I found the sequences stuck in my head. I didn’t need to process every movement intensely, or struggle so much with coordination.

I quickly increased the dose but had more side effects

Since I felt so good after half a scoop of the powder, I assumed I had gotten even stronger by taking the full dose. Within a month, I started using a full scoop every time I worked out. Because I was taking more pre-workouts, I eventually felt the itch of beta-alanine, similar to the buzzing of bees under my skin.

Even though I had gotten heavier on my deadlifts before upping the dosage, the dramatic results waned. I would add 10-20 pounds and eventually be stuck at the same weight for weeks, even when taking full pre-workout portions each time.

The few times I forgot to take it made me feel sluggish in class. I didn’t know if I would become physically dependent on the supplements, or just convinced that I couldn’t function without any improvement.

But the worst part was losing sleep. After doing my pre-workout in the early evening, I would stay up until 1 am or later. Doing this three times a week got me into the habit of sleeping in all morning and feeling horribly groggy on the days I couldn’t afford to keep curling up in bed.

Now I only take it when I really need it

A few weeks ago, two things happened in quick succession: my instructor told the class that pre-training should only be done in exceptional cases (like when you’ve only had a few hours of sleep), and my co-worker Rachel Hosie write a story about why personal trainers stopped taking pre-workout because of the risks and side effects.

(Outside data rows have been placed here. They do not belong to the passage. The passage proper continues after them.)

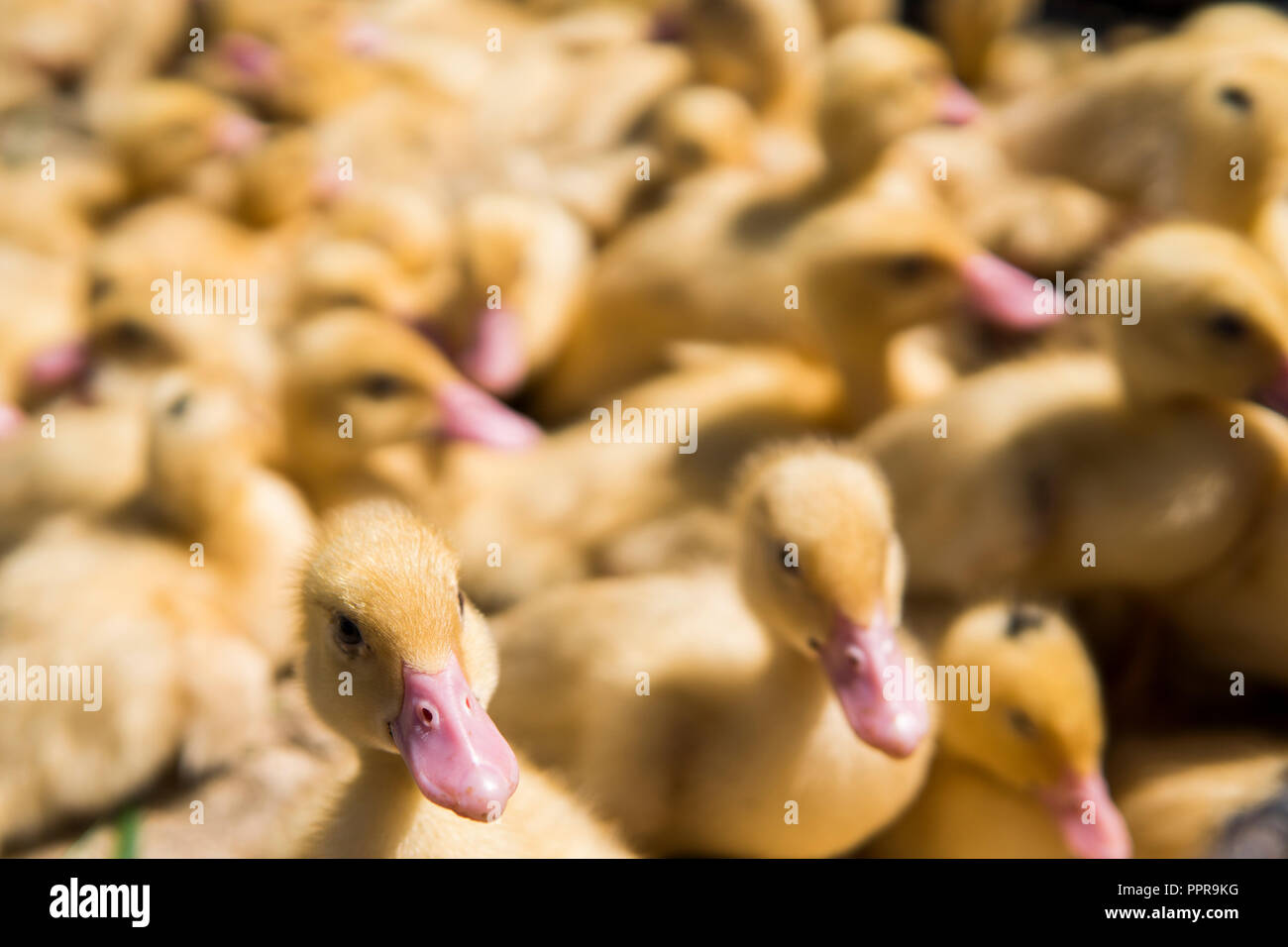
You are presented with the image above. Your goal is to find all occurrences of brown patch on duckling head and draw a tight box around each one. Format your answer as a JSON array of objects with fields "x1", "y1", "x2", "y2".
[
  {"x1": 286, "y1": 309, "x2": 540, "y2": 467},
  {"x1": 794, "y1": 193, "x2": 1053, "y2": 357},
  {"x1": 735, "y1": 442, "x2": 928, "y2": 756},
  {"x1": 818, "y1": 23, "x2": 979, "y2": 180},
  {"x1": 939, "y1": 601, "x2": 1130, "y2": 857},
  {"x1": 303, "y1": 501, "x2": 518, "y2": 821},
  {"x1": 680, "y1": 0, "x2": 820, "y2": 110},
  {"x1": 1086, "y1": 224, "x2": 1288, "y2": 412},
  {"x1": 98, "y1": 78, "x2": 263, "y2": 191}
]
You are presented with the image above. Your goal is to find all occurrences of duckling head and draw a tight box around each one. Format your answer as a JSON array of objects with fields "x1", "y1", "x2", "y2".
[
  {"x1": 818, "y1": 23, "x2": 980, "y2": 180},
  {"x1": 651, "y1": 85, "x2": 756, "y2": 179},
  {"x1": 286, "y1": 308, "x2": 541, "y2": 466},
  {"x1": 1180, "y1": 54, "x2": 1288, "y2": 231},
  {"x1": 99, "y1": 80, "x2": 265, "y2": 191},
  {"x1": 303, "y1": 501, "x2": 519, "y2": 821},
  {"x1": 939, "y1": 601, "x2": 1130, "y2": 858},
  {"x1": 1086, "y1": 223, "x2": 1288, "y2": 412},
  {"x1": 795, "y1": 193, "x2": 1060, "y2": 352},
  {"x1": 680, "y1": 0, "x2": 820, "y2": 111},
  {"x1": 737, "y1": 443, "x2": 930, "y2": 758}
]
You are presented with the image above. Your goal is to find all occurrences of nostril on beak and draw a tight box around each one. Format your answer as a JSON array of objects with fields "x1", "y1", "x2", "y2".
[{"x1": 845, "y1": 646, "x2": 867, "y2": 672}]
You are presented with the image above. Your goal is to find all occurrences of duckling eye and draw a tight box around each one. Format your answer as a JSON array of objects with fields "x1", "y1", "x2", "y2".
[
  {"x1": 164, "y1": 391, "x2": 192, "y2": 417},
  {"x1": 1008, "y1": 710, "x2": 1038, "y2": 740},
  {"x1": 1218, "y1": 85, "x2": 1252, "y2": 112},
  {"x1": 360, "y1": 372, "x2": 407, "y2": 401},
  {"x1": 335, "y1": 614, "x2": 362, "y2": 648},
  {"x1": 889, "y1": 254, "x2": 935, "y2": 282},
  {"x1": 1206, "y1": 312, "x2": 1248, "y2": 342}
]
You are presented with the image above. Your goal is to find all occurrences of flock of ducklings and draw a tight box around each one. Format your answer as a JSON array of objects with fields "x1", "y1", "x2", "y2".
[{"x1": 0, "y1": 0, "x2": 1288, "y2": 857}]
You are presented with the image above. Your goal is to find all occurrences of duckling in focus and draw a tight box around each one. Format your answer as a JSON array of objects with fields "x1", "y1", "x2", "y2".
[
  {"x1": 866, "y1": 601, "x2": 1130, "y2": 858},
  {"x1": 303, "y1": 502, "x2": 628, "y2": 858},
  {"x1": 492, "y1": 443, "x2": 931, "y2": 857},
  {"x1": 1109, "y1": 732, "x2": 1288, "y2": 858},
  {"x1": 0, "y1": 376, "x2": 293, "y2": 844}
]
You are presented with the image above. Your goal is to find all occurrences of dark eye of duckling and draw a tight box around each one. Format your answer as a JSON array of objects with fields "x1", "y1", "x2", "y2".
[
  {"x1": 889, "y1": 254, "x2": 935, "y2": 282},
  {"x1": 335, "y1": 614, "x2": 362, "y2": 648},
  {"x1": 1206, "y1": 312, "x2": 1248, "y2": 342},
  {"x1": 1008, "y1": 710, "x2": 1038, "y2": 740},
  {"x1": 1218, "y1": 85, "x2": 1252, "y2": 112},
  {"x1": 164, "y1": 391, "x2": 192, "y2": 417},
  {"x1": 361, "y1": 372, "x2": 407, "y2": 401}
]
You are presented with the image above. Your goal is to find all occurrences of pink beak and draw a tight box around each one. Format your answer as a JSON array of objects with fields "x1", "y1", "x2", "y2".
[
  {"x1": 0, "y1": 401, "x2": 27, "y2": 441},
  {"x1": 458, "y1": 309, "x2": 528, "y2": 394},
  {"x1": 27, "y1": 342, "x2": 89, "y2": 389},
  {"x1": 935, "y1": 78, "x2": 983, "y2": 125},
  {"x1": 219, "y1": 34, "x2": 280, "y2": 85},
  {"x1": 438, "y1": 381, "x2": 541, "y2": 450},
  {"x1": 819, "y1": 613, "x2": 930, "y2": 759},
  {"x1": 1253, "y1": 362, "x2": 1288, "y2": 415},
  {"x1": 389, "y1": 655, "x2": 519, "y2": 822},
  {"x1": 211, "y1": 113, "x2": 265, "y2": 156},
  {"x1": 960, "y1": 254, "x2": 1064, "y2": 330},
  {"x1": 1038, "y1": 771, "x2": 1130, "y2": 858}
]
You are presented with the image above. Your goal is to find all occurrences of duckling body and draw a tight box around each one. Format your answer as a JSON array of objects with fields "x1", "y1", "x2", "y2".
[{"x1": 494, "y1": 446, "x2": 928, "y2": 857}]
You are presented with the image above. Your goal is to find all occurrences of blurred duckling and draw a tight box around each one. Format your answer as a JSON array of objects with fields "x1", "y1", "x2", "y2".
[
  {"x1": 999, "y1": 33, "x2": 1288, "y2": 233},
  {"x1": 1109, "y1": 730, "x2": 1288, "y2": 858},
  {"x1": 303, "y1": 502, "x2": 628, "y2": 858},
  {"x1": 0, "y1": 376, "x2": 294, "y2": 843},
  {"x1": 859, "y1": 224, "x2": 1288, "y2": 594},
  {"x1": 866, "y1": 601, "x2": 1130, "y2": 858},
  {"x1": 492, "y1": 443, "x2": 931, "y2": 857},
  {"x1": 536, "y1": 180, "x2": 1055, "y2": 420}
]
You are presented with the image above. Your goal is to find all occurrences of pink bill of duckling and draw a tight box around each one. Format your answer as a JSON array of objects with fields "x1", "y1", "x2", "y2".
[
  {"x1": 818, "y1": 613, "x2": 930, "y2": 759},
  {"x1": 389, "y1": 655, "x2": 519, "y2": 822},
  {"x1": 960, "y1": 254, "x2": 1064, "y2": 331},
  {"x1": 437, "y1": 381, "x2": 541, "y2": 450},
  {"x1": 1038, "y1": 771, "x2": 1130, "y2": 858},
  {"x1": 456, "y1": 309, "x2": 528, "y2": 395},
  {"x1": 935, "y1": 78, "x2": 983, "y2": 125}
]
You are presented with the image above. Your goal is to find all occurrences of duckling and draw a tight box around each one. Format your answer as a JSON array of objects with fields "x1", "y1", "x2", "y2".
[
  {"x1": 680, "y1": 0, "x2": 823, "y2": 128},
  {"x1": 90, "y1": 78, "x2": 265, "y2": 206},
  {"x1": 492, "y1": 443, "x2": 931, "y2": 857},
  {"x1": 303, "y1": 502, "x2": 627, "y2": 858},
  {"x1": 818, "y1": 23, "x2": 980, "y2": 187},
  {"x1": 283, "y1": 308, "x2": 541, "y2": 507},
  {"x1": 535, "y1": 180, "x2": 1056, "y2": 420},
  {"x1": 446, "y1": 193, "x2": 591, "y2": 395},
  {"x1": 0, "y1": 377, "x2": 292, "y2": 844},
  {"x1": 858, "y1": 223, "x2": 1288, "y2": 594},
  {"x1": 1109, "y1": 732, "x2": 1288, "y2": 858},
  {"x1": 999, "y1": 34, "x2": 1288, "y2": 233},
  {"x1": 867, "y1": 601, "x2": 1130, "y2": 858}
]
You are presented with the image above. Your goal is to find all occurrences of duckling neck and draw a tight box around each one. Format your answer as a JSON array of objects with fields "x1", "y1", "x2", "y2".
[{"x1": 314, "y1": 750, "x2": 425, "y2": 858}]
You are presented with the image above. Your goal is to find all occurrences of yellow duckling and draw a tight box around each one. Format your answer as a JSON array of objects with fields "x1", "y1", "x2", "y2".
[
  {"x1": 293, "y1": 502, "x2": 627, "y2": 858},
  {"x1": 868, "y1": 601, "x2": 1130, "y2": 858},
  {"x1": 492, "y1": 443, "x2": 931, "y2": 857},
  {"x1": 0, "y1": 376, "x2": 305, "y2": 844},
  {"x1": 537, "y1": 180, "x2": 1055, "y2": 419},
  {"x1": 859, "y1": 224, "x2": 1288, "y2": 594},
  {"x1": 1109, "y1": 732, "x2": 1288, "y2": 858}
]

According to the report from both my instructor and my partner, doing a pre-workout every time you work out can get you into the habit of not listening to your body. It can mask natural fatigue, potentially causing you to injure yourself. Too much caffeine can also cause heart problems, such as changes in heart rate or tremors.

Also, my instructor said, there’s no point in pumping your body with performance enhancers when you don’t have basic care to begin with. The simplest and healthiest alternative is to get enough rest and eat enough of the right foods, such as protein and carbohydrates.

Frightened, I seriously cut back on my use. The last time I did a pre-workout was a few weeks ago. My gym was celebrating “max lift day” where everyone in my class would lift as much as they could. The night before, I went to a party, shot a few jello shots, and got home at 1am. I know I wouldn’t have reached my deadlift goal without doing the pre-workout (although even with that, my performance suffered).

Now, I’m focusing on other ways to build muscle and feel alert in class. I’m trying to eat a lot more protein (which has also helped my ADHD symptoms), set timers on my social media apps to go to bed earlier, and give myself more rest days between workouts.

It’s not as easy (or tasty) as drinking a neon miracle drink. But as with many things in life, slower personal growth is ultimately more rewarding than a quick fix.